Without a war to resist, Eastman and Kitchin would have been political antagonists. She organized suffrage parades and promoted racial integration; he opposed granting women the vote and bridled at any talk of weakening Jim Crow laws or restoring the franchise to African-Americans anywhere in the South. Eastman, who dreamed about a brave new secular world of equals, may also have squirmed a bit when she heard how Kitchin justified his vote against declaring war: “This nation is the last hope of peace on earth, good will toward men. I am unwilling for my country to…extinguish during the long night of a world-wide war the only remaining star of hope for Christendom.”

Despite their ideological differences, what brought the two groups together was, at base, a conservative cause. Peace advocates agreed with Morris Hillquit, a leading Socialist, that America was mostly “self-sufficient” and had “no national grudges to settle.” All feared the coming of a militarized state that would spy on its citizens and restrict their First Amendment rights. They seemed like prophets after the U.S. entered the war, when Wilson and his aides unleashed the most severe bout of political repression in the nation’s history. But most Americans rallied behind the President and the “doughboys” he sent to fight in France.

Just as diverse a coalition of anti-warriors emerged two decades later. During the 1930s, both the radical left and the libertarian right, disillusioned that the world was not “made safe for democracy” by the Great War, campaigned to keep the U.S. neutral if Europe again descended into madness. When World War II did begin, The America First Committee quickly signed up 800,000 members who vowed to keep the nation out of it. The Committee’s leaders included both Norman Thomas, the leading Socialist in the land, and Robert E. Wood, the chairman of Sears Roebuck, a passionate foe of labor and the left.  Of course, “America First” took on quite a different meaning after the Japanese assault on Pearl Harbor, and the Committee was quickly disbanded.

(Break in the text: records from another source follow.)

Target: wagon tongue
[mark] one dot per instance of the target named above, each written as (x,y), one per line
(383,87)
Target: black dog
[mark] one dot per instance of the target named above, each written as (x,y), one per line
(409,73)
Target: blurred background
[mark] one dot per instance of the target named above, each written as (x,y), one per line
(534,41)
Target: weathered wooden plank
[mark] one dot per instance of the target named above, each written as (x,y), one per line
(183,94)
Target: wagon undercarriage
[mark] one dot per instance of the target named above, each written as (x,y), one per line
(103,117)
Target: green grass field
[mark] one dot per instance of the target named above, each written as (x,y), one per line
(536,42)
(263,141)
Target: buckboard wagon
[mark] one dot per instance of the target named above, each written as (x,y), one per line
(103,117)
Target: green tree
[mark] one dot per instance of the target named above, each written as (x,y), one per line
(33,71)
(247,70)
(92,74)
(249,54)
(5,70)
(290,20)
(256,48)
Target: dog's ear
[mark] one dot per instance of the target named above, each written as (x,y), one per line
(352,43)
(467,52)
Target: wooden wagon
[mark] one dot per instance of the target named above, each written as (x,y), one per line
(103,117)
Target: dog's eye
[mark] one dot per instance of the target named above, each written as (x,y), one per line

The Cold War made it impossible for ideological adversaries to find common ground. By the 1950s, nearly every conservative was more alarmed about the spread of Communism abroad than by the perils of an overweening state at home. As a result, the mass movement which opposed the war in Vietnam was made up almost entirely of liberals and radicals.

But the implosion of the Soviet Union revived a tradition of opposition to wars of choice that again lept the barrier between right and left.  "Interventionism is the incubator of terrorism," claimed Pat Buchanan in 2001. Two years later, he and fellow conservative pundit George Will were as critical of the U.S. invasion of Iraq as were left-wing icons Noam Chomsky and Howard Zinn. When Edward Snowden first began releasing documents purloined from the NSA, he drew sympathy both from Senator Bernie Sanders, who calls himself a democratic socialist, and from Rand Paul, his famously libertarian colleague.

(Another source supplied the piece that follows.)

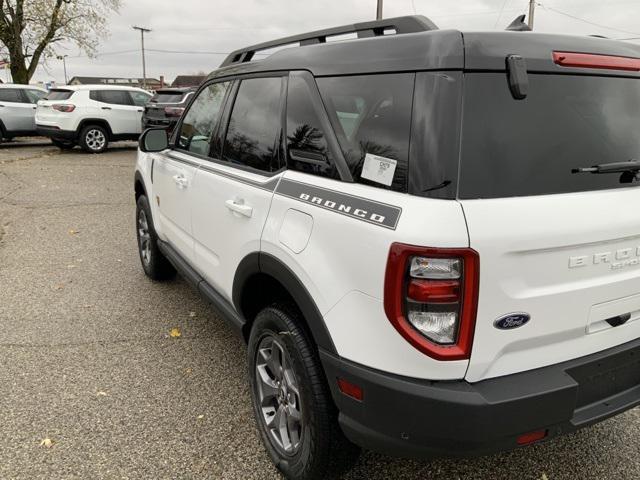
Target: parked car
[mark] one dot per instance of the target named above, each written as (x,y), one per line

The coalition that tried to stop the United States from fighting in the First World War I thus bequeathed a profound legacy. It sowed an aversion to foreign intervention and, at times, the national security state strong enough to persuade some activists and politicians to temporarily put aside their mistrust of each other’s larger goals.

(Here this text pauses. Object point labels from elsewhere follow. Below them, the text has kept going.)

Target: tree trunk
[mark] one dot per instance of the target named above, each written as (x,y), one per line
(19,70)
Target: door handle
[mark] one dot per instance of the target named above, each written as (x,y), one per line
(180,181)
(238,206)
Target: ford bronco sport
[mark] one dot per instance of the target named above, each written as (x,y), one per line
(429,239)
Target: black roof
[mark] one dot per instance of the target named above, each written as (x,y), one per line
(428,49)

However, none of those temporary alliances succeeded in preventing the U.S. from going to war, and the current version may fail as well. Polls reveal that Americans are deeply ambivalent about whether and when the mightest military in the world should be used to attack a nation or insurgent force that does not directly threaten the homeland or their fellow citizens. The fact that we “honor the service” of all men and women in uniform while passively opposing the wars they have fought in our name since 2001 reveals a persistent desire for a nation able to employ its might for a virtuous cause. We can never return to the “same old republic,” cherished by Senator Stone and generations of anti-warriors who followed him. Still, that will not stop many Americans from wishing that we could.